Brother Gilstrap mentioned yesterday that it was his job as an author of thrillers to give his readers a wild ride. ‘Tis true, of course, but it got me to thinking about what happens when we climb aboard a horse which we expect to be a stallion but which seems, at least out of the gate, to be a foal. It has happened to me, and I daresay at some point it happens to everyone who reads a fair number of books: the first couple of pages grab you, but twenty or so pages into the story you find that the grip is becoming looser by the paragraph.
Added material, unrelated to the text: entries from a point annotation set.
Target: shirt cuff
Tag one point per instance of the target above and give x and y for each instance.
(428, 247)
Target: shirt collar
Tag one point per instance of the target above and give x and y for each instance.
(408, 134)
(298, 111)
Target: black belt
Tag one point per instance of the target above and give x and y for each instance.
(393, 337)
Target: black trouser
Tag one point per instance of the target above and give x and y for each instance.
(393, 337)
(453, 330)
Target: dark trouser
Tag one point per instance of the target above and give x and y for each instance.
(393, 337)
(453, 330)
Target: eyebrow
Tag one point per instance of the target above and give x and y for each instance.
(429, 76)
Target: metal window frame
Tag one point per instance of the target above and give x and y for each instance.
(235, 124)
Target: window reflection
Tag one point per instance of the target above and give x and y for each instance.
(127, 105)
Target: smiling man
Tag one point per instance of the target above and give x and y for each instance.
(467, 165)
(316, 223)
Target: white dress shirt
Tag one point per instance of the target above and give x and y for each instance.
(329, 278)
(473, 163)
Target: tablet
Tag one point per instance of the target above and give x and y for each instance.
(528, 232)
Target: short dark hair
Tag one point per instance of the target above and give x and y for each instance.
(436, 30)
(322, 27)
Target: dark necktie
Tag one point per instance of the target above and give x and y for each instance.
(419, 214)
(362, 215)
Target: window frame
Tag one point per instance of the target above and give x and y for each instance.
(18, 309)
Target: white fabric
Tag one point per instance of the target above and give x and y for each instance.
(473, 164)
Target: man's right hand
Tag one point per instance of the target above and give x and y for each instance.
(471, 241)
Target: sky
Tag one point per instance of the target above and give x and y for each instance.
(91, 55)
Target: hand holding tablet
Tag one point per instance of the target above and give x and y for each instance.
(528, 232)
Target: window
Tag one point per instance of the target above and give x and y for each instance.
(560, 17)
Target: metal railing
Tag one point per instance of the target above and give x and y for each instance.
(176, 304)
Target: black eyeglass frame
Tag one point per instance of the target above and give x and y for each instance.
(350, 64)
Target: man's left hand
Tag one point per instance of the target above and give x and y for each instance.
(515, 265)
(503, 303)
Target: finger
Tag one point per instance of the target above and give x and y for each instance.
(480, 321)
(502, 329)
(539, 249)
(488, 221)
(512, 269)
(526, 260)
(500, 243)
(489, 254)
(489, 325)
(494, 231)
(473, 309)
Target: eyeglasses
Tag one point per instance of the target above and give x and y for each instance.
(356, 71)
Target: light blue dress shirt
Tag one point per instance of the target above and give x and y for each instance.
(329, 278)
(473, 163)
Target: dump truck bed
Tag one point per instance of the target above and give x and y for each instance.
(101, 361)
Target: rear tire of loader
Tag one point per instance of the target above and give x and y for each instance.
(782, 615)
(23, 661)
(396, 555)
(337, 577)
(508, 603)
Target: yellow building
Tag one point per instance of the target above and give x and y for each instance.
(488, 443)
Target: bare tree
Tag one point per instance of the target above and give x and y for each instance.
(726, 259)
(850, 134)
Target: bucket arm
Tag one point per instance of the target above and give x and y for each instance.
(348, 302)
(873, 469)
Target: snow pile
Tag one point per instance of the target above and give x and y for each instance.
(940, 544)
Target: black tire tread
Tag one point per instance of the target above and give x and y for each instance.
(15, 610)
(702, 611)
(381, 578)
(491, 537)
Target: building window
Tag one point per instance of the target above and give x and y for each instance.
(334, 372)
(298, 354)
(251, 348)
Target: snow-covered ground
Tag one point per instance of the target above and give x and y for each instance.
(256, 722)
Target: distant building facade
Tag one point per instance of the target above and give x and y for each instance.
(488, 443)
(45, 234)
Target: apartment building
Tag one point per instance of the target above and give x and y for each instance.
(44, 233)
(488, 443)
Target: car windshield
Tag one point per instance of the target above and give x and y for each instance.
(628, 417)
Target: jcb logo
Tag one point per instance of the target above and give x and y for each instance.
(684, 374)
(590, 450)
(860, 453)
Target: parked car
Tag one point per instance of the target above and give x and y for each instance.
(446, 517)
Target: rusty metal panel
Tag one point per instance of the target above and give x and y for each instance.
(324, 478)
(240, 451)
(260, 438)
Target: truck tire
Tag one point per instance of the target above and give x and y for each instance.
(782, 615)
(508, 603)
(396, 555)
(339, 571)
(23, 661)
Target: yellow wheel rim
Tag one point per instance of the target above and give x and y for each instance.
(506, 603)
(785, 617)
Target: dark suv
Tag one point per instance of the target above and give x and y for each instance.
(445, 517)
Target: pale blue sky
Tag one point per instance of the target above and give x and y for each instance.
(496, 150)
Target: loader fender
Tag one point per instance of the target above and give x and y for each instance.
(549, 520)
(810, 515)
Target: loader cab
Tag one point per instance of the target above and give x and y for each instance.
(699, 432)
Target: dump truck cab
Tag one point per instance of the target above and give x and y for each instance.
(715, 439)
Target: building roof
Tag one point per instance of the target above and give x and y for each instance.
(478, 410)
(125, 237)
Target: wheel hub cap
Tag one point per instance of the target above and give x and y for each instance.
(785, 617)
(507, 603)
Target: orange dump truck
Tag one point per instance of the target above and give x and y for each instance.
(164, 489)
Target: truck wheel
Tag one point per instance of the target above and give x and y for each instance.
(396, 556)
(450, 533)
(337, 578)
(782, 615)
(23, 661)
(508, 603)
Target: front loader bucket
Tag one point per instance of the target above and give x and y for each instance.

My question to you is, how deeply do you go into a book before you check out? What is your line of demarcation? Do you give the author a chance to change your mind? Do you immediately hang it up? Or do you hang in until the bitter end? For me, if I’m not immediately enjoying a book by a familiar or favorite author, I go one-third of the way into it before I even think about calling it quits. If I’m reading a book by an author unfamiliar to me, it’s a bit more complicated. If the narrative (or my mind) seems to be wandering before I’m one hundred pages in, I may consign it to my “later” pile in favor of something more immediately appealing. The same is true if I have no idea what has been happening during the thirty pages or so I just read, or can’t recall, in the words of the famous limerick, who has been doing what and to who. At that point I tend to put the book down wet.
But what about you? How far do you go? A few pages? A few chapters? One-third? One-half? Or do you engage in the literary equivalent of speed dating: the story has to impress you in five minutes, or you’re done?
What I’m reading: The Emperor’s Tomb by Steve Berry. Worth reading for the mention of abiotic oil alone. And for so much more. Berry is a master of rendering the complicated and complex interesting and exciting. And yes, it’s a wild ride.